September 8, 2015 No Comment 2 Views
Walter Palmer, the dentist who killed Cecil the lion in Zimbabwe in early July, heads back to work at his Minnesota dental practice. Rough Cut (no reporter narration).
He’s back … Dentist Walter Palmer enters his dental practice for the first time in six weeks. Picture: AP Source: AP
THE US dentist who sparked international outrage when he killed Cecil the lion during a hunting trip to Zimbabwe has returned to work after six weeks in hiding.
Walter Palmer entered his Bloomington, Minnesota dental practice overnight without a word amid a crowd of protesters and reporters, according to the Minneapolis Star Tribune newspaper.
A photo tweeted by broadcaster CBS meanwhile showed the 55-year-old casually dressed in a dark polo shirt, surrounded by people scrambling to take pictures on their cell phones.
Protests … Small notes are placed on the front door of the dental practice of Walter Palmer. Picture: AP Source: AP
Zimbabwe has asked the United States to extradite Palmer to face charges over the July hunt.
The Star Tribune reported there was a small police presence on hand outside the dental practice at daybreak as the first employees arrived. However, there were no reports of scuffles.

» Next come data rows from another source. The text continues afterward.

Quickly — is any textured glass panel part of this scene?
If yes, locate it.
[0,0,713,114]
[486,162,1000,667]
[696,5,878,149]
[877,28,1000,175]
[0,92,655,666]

In his first interview since the uproar, Palmer told the newspaper over the weekend he and the others in his party had no clue the animal they were hunting was the revered feline that had been a well-known attraction at the Hwange National Park.
He also maintained he thought the hunt, during which he was armed with a powerful crossbow, was legal.
Back to work … Dentist Walter Palmer is greeted by a staffer as he enters his dental practice. Picture: AP Source: AP
Palmer declined to say whether he would abide by any request to return to Zimbabwe over legal allegations and an lawyer present for the interview added that there had been “no official allegations” of wrongdoing.
Cecil had been wearing a tracking collar as part of an Oxford University research project. But Palmer said he had been unable to see the device in the night and under the animal’s mane, adding that it was not illegal to kill lions with collars.
Palmer said the ordeal had been particularly difficult for his wife and daughter, who had been threatened on social media.